Mining for Gene-Disease Associations with MeSH terms in MEDLINE and ArrayExpress (#76)

Modest von Korff 1 , Bernard Deffarges , Valerie Siefken , Thomas Sander
  1. Actelion Pharmaceuticals Ltd., Allschwil, BASEL, Switzerland

Background

This study examines the possibility to extract meaningful gene-disease associations from public databases. Gene-disease associations (GDA) are of high interest in medicine and in drug discovery. Two fully automatic methods were implemented to mine two databases, PubMed Central and ArrayExpress. A database is queried with a gene name and the retrieved result records are searched with disease-related MeSH terms. The MeSH terms are ranked by their frequency of occurrence in the result records. A test dataset with 38 drugs was compiled to examine the relevance of the described approaches. This was done because a drug provides a triple association to the gene, which is encoding the target of the drug, and to a dissease, which is cured by the drug. A test record contained the drug name, the disease MeSH term (indication) and the gene name of the target protein.

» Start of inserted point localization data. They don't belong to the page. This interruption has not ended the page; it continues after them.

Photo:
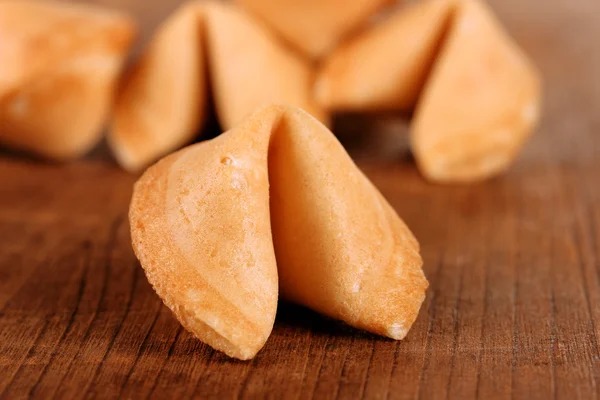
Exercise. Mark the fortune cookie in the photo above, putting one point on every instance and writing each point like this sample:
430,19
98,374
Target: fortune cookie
476,94
216,223
59,64
162,104
314,27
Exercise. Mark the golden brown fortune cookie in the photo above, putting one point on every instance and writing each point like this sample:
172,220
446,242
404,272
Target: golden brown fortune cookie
314,27
59,64
162,104
214,224
476,94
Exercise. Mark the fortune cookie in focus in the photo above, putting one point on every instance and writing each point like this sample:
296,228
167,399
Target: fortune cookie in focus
216,223
476,94
163,102
59,66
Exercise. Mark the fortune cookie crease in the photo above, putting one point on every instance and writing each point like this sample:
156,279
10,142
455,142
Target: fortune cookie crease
59,66
314,27
217,224
477,96
163,101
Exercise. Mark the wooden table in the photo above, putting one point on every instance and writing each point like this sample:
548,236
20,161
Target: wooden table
514,265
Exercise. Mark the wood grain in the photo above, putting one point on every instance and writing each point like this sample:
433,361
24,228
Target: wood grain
514,265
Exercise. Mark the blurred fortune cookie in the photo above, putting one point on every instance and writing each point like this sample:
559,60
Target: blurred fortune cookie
163,102
217,224
477,96
314,27
59,66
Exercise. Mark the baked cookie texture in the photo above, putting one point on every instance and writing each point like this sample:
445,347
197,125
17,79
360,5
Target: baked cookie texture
475,95
59,67
314,27
214,225
203,44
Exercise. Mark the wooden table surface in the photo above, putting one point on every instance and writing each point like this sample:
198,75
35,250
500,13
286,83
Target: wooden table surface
513,308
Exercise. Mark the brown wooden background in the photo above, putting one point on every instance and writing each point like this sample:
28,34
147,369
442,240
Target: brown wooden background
514,266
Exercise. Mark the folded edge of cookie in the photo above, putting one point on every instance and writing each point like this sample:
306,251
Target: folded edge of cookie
162,103
315,27
215,223
59,67
477,95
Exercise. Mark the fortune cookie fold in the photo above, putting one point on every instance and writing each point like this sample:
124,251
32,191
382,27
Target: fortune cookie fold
59,64
476,94
162,103
214,223
314,27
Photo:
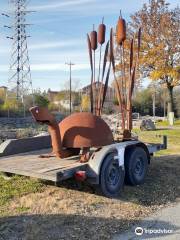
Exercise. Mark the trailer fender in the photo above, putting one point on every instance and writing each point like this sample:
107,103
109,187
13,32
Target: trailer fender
96,160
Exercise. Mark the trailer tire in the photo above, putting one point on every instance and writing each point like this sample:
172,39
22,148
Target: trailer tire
136,165
111,177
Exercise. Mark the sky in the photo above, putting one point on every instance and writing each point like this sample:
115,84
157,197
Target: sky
58,35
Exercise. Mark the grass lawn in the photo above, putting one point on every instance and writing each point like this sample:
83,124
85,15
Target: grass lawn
31,210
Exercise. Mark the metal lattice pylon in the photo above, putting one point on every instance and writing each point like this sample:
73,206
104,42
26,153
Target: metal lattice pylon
19,82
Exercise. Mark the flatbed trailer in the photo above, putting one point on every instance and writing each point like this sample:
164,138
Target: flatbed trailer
107,167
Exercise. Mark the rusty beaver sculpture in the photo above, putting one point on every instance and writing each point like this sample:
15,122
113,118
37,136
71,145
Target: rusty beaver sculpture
77,131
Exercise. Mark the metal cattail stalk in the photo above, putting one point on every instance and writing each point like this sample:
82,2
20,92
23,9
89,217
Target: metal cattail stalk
93,36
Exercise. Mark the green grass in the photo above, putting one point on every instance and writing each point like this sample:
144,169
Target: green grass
166,123
16,186
173,136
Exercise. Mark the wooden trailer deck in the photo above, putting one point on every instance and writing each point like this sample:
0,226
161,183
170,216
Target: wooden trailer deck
29,164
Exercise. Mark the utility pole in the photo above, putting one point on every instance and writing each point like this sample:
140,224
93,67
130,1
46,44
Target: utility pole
19,82
154,105
70,64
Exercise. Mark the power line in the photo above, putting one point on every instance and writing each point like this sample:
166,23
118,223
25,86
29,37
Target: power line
20,81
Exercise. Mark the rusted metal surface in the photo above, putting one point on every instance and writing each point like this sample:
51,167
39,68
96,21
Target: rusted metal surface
84,130
93,35
99,85
127,60
43,116
79,130
102,34
121,31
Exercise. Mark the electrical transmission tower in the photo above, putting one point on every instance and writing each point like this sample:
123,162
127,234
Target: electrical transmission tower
19,82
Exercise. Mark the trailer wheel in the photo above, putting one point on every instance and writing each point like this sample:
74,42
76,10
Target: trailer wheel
136,164
111,177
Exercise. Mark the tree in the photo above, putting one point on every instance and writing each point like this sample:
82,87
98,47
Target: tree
142,102
85,103
160,58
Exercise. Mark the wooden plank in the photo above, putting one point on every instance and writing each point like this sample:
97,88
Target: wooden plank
29,164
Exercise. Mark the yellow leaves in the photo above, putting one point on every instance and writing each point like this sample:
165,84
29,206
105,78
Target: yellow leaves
167,72
85,104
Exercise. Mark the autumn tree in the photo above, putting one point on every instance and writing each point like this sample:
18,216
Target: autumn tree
160,55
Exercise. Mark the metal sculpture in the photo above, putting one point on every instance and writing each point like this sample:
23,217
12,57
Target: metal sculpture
77,131
98,86
128,63
86,130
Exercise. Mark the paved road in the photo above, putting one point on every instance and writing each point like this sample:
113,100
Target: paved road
166,223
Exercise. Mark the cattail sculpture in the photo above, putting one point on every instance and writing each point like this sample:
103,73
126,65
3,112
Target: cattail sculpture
128,62
98,87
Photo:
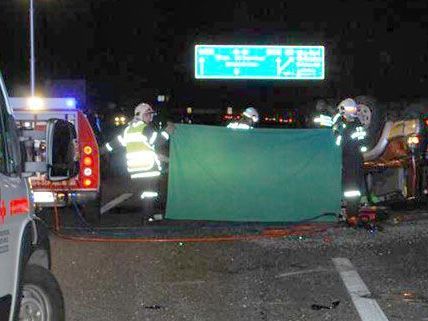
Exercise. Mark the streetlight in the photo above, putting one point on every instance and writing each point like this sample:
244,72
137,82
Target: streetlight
32,66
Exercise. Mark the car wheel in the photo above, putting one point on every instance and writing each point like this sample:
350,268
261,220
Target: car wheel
376,118
41,297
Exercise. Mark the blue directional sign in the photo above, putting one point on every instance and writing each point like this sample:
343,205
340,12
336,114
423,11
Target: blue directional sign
259,62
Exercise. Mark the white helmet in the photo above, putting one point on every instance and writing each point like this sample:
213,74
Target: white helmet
252,113
141,110
348,108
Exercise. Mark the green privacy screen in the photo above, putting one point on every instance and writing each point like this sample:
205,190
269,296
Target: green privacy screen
259,175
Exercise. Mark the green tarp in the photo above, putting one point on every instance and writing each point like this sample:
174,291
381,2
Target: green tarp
258,175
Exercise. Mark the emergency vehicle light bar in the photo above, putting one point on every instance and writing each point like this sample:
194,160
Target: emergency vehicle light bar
25,103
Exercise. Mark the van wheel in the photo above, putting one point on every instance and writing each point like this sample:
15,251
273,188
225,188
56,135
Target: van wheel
91,211
41,298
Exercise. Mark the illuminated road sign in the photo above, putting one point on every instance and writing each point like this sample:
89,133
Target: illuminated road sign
259,62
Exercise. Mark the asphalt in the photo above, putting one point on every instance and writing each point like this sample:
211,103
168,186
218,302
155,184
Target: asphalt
265,279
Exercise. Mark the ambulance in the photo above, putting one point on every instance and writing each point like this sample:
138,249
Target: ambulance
84,189
28,289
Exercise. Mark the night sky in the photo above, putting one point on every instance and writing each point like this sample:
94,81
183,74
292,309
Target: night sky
130,50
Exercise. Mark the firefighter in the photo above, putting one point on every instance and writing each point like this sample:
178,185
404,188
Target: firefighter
248,119
144,164
350,134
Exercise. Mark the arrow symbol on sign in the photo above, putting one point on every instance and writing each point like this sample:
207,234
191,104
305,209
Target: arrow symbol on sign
279,68
201,65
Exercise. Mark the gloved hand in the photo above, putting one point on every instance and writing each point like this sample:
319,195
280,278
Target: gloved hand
170,127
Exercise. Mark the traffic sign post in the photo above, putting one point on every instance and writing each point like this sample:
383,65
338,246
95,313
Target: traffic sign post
259,62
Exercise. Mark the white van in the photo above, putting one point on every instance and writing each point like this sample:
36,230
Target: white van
28,290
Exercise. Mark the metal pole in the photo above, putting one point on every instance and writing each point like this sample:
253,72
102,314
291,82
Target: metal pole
32,66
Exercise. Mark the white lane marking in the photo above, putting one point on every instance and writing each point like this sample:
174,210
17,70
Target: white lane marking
115,202
368,309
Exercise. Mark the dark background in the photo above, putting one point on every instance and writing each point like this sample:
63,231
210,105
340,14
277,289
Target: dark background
130,50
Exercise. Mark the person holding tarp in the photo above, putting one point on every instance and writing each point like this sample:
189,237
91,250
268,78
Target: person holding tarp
248,119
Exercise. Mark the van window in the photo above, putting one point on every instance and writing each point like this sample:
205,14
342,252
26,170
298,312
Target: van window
3,155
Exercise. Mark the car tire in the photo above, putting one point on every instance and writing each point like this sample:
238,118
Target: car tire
41,297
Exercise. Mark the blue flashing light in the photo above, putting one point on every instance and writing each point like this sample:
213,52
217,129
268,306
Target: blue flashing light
70,102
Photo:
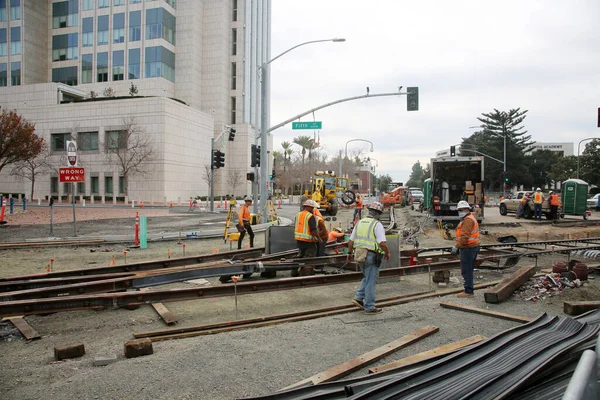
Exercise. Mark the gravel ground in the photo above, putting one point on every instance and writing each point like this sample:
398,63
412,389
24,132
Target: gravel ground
241,363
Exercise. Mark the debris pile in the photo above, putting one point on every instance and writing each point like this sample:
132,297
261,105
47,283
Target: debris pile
546,286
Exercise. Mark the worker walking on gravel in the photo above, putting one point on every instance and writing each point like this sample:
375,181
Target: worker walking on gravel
467,243
368,247
538,199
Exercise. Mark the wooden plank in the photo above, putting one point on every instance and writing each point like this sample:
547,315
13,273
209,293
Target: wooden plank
579,307
354,364
488,313
26,330
426,355
507,286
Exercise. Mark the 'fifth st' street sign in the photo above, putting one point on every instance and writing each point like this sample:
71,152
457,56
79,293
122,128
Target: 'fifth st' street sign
75,174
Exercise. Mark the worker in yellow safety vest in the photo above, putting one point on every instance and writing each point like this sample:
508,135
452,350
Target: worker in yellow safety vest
467,243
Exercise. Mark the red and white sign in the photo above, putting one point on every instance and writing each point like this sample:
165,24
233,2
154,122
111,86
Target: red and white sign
75,174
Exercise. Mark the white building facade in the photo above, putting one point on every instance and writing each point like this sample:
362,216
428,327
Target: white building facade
68,66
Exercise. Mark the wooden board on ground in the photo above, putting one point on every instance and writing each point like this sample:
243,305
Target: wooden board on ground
489,313
26,330
507,286
350,366
426,355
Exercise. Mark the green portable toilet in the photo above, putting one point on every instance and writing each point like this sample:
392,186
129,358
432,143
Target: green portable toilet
574,197
427,193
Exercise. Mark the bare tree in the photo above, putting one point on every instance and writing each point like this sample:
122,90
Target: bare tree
32,168
129,149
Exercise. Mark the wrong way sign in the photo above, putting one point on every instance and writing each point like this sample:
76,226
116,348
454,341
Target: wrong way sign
67,174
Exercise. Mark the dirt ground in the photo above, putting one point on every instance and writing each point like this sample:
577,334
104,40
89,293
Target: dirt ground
28,367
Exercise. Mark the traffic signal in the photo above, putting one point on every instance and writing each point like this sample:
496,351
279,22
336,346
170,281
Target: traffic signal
412,98
255,156
218,159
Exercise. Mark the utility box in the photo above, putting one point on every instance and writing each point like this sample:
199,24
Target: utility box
574,197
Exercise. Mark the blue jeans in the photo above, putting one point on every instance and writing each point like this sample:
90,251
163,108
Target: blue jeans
537,211
366,290
468,256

For a test, one of the databases was queried with the gene name. The results were searched and the MeSH terms ranked. Finally, the relative rank of the disease MeSH term from the test record was used as figure of merit for the relevance of the gene-disease association. 

Results

A number of 53 test records was derived from the 38 drugs, as for some drugs more than one target was compiled from literature. For mining ArrayExpress a median of 0.675 resulted from the relative ranks of all test records. For mining PubMed Central the median calculated with 0.951.

Conclusions

Mining PubMed Central for relevant gene disease associations was much more successful than mining ArrayExpress. For PubMed Central, the disease MeSH term for the underlying indication of the test record was in the majority of cases between the first five percent of the ranked diseases. This demonstrated that the described method delivered meaningful gene-disease associations.